Snake Pass is generally fun to play once you get over the difficulty spikes. There will probably be a significant number of players who get too frustrated to continue. Most games that rely on weird control schemes focus on humor and the inherent lack of precision to guide players around foibles. For all its charms, Snake Pass treats itself like a serious platformer, so it's a tighter and more focused experience. It works if you're willing to roll with the punches, but it can be a real pain if you're expecting to never be frustrated.

The game doesn't have a ton of stages, but each stage is large and interesting to explore. In most stages, your goal is to find the keystones, but there are also multiple kinds of collectibles scattered throughout the stages. Some are located in obvious locations, and some can only be found by slithering into every nook and cranny. Finish a stage with minimal collectibles, and it still praises you. Finishing the game unlocks Snake Vision, which makes it easier to find collectibles when you replay.

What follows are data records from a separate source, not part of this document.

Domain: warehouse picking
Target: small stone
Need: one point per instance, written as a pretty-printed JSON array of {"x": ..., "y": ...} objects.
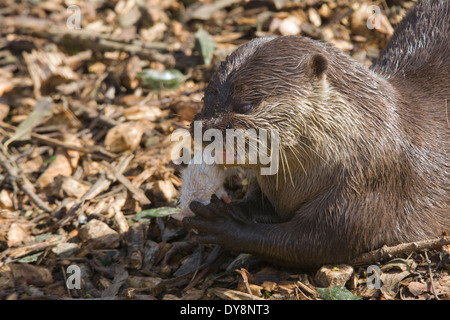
[
  {"x": 99, "y": 234},
  {"x": 331, "y": 276}
]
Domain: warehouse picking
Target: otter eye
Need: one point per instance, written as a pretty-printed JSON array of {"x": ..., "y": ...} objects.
[{"x": 242, "y": 108}]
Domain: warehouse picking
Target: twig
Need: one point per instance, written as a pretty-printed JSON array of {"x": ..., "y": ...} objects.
[
  {"x": 88, "y": 39},
  {"x": 388, "y": 252},
  {"x": 15, "y": 253},
  {"x": 431, "y": 276},
  {"x": 243, "y": 273},
  {"x": 94, "y": 150},
  {"x": 138, "y": 194},
  {"x": 18, "y": 179}
]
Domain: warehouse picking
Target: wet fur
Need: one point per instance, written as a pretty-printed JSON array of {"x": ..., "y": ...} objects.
[{"x": 364, "y": 152}]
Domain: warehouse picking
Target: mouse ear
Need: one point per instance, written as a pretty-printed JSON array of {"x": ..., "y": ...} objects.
[{"x": 317, "y": 65}]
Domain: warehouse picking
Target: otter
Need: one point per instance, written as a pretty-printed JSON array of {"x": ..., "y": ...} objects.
[{"x": 364, "y": 152}]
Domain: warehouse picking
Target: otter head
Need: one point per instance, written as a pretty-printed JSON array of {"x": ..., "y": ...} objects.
[{"x": 271, "y": 83}]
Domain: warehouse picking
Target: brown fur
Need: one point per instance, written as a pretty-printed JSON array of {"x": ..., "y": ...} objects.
[{"x": 364, "y": 153}]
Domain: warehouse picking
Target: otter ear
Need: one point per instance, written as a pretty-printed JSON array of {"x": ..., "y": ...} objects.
[{"x": 317, "y": 65}]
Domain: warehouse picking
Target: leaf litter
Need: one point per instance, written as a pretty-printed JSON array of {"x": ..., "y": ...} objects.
[{"x": 86, "y": 114}]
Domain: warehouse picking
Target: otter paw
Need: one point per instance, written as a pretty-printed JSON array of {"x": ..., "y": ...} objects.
[{"x": 214, "y": 223}]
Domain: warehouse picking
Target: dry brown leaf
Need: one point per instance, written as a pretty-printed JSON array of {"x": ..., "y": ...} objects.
[{"x": 125, "y": 136}]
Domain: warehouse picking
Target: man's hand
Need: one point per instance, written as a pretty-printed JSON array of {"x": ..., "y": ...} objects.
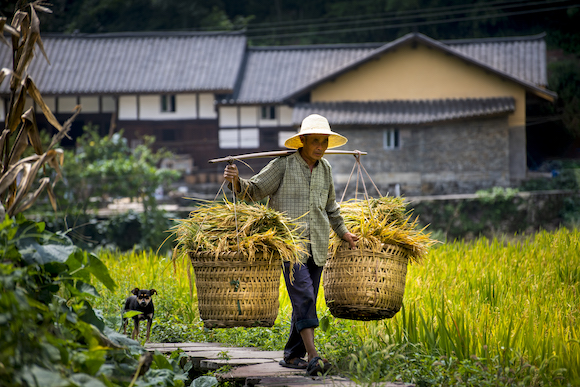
[{"x": 351, "y": 239}]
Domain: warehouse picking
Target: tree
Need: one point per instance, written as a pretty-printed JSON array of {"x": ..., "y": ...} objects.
[{"x": 105, "y": 168}]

Snake Pass has simple visuals, but they're rather appealing. Noodle is bright and colorful and conveys a surprising amount of personality for such a simple character. The stages are basic but colorful, and everything in the game is clearly communicated, which makes it a delight to explore. The game really shines in its peppy and cheerful music. Provided by former Rare vet David Wise, it's a cheerful mix of songs that adds flavor to the game and elevates the simple graphics and gameplay.

Snake Pass is a charming and distinctly different game, which mostly works in its favor. You won't find the platformer-without-jumping mechanics in any other game on the market. The downside is that the gameplay mechanic can quickly go from fun to frustrating. It's a game with a ton of personality, and those with the patience to work around its flaws will find a lot to like.